Through my participation in that World Cup, I was given the opportunity to live and work in Canada. Now I have lived there for more than eight years.
I have gained such a deep respect and appreciation for the culture and people of Canada that I wanted to be part of it. After qualifying to represent the Canadian team at the approaching Tennis World Championships in Cape Town, I received support from Tennis Canada and Halifax West MP Geoff Regan's office.
My citizenship application was granted on January 17, 2017. The citizenship process manages to capture some of the most special aspects of what it is to be Canadian. The preparation for the test, which includes Canadian history, culture, sport, as well as a good review of government structure, symbols and geography, all contribute to the realisation that one is about to take a profound step.
The ceremony itself is quite an emotional declaration of allegiance, witnessed by family or friends, which, from that moment, becomes a new part of one's identity. In all this, however, my South African identity was not diminished. I was adopting a new identity in addition to my existing one, not exchanging one for the other. I realise that for many who move to Canada, it may be different.
But, although South Africa is still going through a period of turbulence and transition that frustrates many of its people, I do not want to deny any part of my South African identity. It is the country of my birth, the one which has had the largest influence in shaping who I am today.
The Afrikaans and Zulu languages and cultures are embedded in the very fibres of my being. South Africa is so different from Canada. It is easy to recognise I love it for completely different reasons. I love how safe and regulated Canada is, how incredibly nice its people are, the opportunities ava i - lable to those willing to work and how patient Canadian drivers are. But at times I miss the wild, untameable side of Africa.
I love how spontaneous and unregulated South Africa is at times, the colours of its diverse cultures and the jovial spirit of “ubuntu ” — the African concept of everyone being connected to everyone else.
It is by loving people who have extremely different qualities that one might be able to understand how one could love countries in a similar way.
You arrive at a point where you are ready to show allegiance to two countries and to allow your identity to be defined, in part, by both.
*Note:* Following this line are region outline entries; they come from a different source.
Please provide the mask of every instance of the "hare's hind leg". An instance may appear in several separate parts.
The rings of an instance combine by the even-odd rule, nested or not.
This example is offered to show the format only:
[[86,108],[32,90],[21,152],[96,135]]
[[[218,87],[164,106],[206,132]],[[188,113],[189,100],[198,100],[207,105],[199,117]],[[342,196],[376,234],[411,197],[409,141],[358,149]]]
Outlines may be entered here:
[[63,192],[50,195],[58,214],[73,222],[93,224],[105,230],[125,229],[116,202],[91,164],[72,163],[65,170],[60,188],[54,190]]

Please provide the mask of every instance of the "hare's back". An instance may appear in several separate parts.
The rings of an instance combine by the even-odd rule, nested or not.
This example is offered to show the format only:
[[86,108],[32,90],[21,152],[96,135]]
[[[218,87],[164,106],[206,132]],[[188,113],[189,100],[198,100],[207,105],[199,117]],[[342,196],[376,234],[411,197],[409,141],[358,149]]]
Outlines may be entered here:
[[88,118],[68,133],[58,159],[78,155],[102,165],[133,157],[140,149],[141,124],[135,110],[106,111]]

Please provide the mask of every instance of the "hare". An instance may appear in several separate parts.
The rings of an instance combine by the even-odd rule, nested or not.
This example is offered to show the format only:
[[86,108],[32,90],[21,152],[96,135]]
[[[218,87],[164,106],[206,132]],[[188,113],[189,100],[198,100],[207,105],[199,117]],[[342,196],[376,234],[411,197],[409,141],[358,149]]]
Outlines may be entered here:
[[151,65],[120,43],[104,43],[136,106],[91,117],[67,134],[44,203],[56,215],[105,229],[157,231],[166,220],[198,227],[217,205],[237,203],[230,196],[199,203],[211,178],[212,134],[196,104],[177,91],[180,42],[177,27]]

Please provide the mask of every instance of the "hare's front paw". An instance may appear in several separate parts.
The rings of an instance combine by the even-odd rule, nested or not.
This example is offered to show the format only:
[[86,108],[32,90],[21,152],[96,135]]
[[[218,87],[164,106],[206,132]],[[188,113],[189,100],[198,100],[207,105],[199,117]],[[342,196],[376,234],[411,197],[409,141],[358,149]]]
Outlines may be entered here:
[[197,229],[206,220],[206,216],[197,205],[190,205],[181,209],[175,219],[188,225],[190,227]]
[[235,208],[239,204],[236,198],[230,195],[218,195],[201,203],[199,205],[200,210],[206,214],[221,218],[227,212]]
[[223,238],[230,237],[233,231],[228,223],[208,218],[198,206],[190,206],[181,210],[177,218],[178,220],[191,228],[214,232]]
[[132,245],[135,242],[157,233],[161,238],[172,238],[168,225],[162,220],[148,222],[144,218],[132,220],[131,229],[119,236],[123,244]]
I am incredibly thankful for the privilege of dual citizenship. It was for South Africa that I literally bled and broke bones once, on a rugby field in Edmonton — but it was for Canada that I took to the tennis court in Cape Town yesterday. There is no question of divided loyalties.
I will be a South African Canadian, proudly wearing the Maple Leaf.
- Marijke Nel is technical director of Tennis Nova Scotia and captain of Team Canada (Women’s 45) at ITF Young Seniors World Championships in Cape Town.
Six-time Nova Scotia Open Women’s singles tennis champion, Nel was flyhalf for the first Springbok women’s rugby team at a World Cup (Edmonton, 2006).